Death, brutality, and violence are hallmarks of armed conflict. There is indeed a massive gray area that exists between the black and white we so desperately want to cling to. In the early years of the Global War on Terror (GWOT), service members were long-trained and prepared for full-spectrum conflict, a remnant of the Cold War mindset. In our collective conscious, our Nation’s enemies were signatories of the Geneva Conventions, fought in uniform under their country’s flag, and understood the law of land warfare. While September 11, 2001, disabused us of that notion, changing an entire standing military’s approach to warfare overnight is, as we found, impossible. Irregular warfare, where state and non-state actors struggle for legitimacy and influence over the population, presents challenges we still struggle to understand and adapt to.
Make no mistake, the American military is the best at what they do. The technology, training, and people ensure we are the mightiest military force the world has ever known. Modern-day forces stand on the shoulders of giants and look to previous generations of warfighters for inspiration. There is a very real psychological reason we love the ‘pinks and greens’ of World War II, even outside their physical appeal. We long to fight an enemy like that, someone ‘worthy’ of our sacrifice. However, we will, and always have, engaged in combat where our Nation send us. Yet, we struggle, when our enemy does not look, act, or behave like us.
Our enemies are smart. They read our doctrine and know our standard operating procedures. They grasp that we are beholden to laws and regulations they do not adhere to. They make use of and exploit the gaps in our flawed rules of engagement. For them, it is a victory, every time, we fail to live up to our potential and our professed ethic. It is what we do in the shadows, when our morale is dwindling and the burden of grief is most heavy, that our actions matter most. In those most human moments of weakness, when anger and frustration drive us, the strength of character of the collective whole must be leveraged to sustain the individual and assist in the restriction of base impulses.
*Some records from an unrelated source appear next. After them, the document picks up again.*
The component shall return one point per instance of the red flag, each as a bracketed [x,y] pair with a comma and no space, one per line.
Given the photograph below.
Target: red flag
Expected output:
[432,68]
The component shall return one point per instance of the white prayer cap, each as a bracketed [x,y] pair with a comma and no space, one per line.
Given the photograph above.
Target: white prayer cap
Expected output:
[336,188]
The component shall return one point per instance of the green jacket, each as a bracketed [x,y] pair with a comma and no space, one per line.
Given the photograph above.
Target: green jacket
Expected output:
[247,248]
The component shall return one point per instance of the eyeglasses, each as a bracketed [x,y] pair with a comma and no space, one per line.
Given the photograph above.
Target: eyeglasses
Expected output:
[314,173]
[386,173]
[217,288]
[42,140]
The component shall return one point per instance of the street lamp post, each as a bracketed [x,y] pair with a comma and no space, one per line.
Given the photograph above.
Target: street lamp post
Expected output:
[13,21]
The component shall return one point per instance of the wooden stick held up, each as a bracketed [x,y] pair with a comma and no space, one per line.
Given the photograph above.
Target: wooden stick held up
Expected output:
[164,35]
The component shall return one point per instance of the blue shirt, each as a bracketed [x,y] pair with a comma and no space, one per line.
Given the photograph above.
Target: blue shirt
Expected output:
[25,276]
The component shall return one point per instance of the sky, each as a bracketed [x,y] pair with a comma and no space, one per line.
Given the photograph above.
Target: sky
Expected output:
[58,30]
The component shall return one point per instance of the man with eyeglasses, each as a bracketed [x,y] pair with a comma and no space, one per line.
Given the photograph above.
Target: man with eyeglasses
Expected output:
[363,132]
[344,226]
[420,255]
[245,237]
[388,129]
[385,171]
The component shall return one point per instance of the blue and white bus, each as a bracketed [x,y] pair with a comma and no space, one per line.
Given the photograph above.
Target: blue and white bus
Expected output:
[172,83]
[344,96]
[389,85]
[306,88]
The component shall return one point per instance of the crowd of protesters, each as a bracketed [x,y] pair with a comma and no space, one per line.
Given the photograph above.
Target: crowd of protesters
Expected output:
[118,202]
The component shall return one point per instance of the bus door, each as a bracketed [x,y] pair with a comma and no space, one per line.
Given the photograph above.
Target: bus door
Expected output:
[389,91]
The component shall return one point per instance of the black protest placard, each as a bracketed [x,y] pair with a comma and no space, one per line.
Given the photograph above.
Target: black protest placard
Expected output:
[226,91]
As champions of freedom and representatives of the American way of life, our service members aspire to carry the light of freedom even in the darkest corners of the globe. There is no victory if we do not win with our values. Warfare is ugly, brutal, and devastating, and we honor the men and women who engage in it by holding us all accountable for its declaration, waging, and aftermath. This holds true for both how our service members treat our enemy combatants and conversely, how service members are treated by their senior non-commissioned officers, officers, military branch, and the American public. What happens at war, should not stay at war, and frankly, it doesn’t anyway.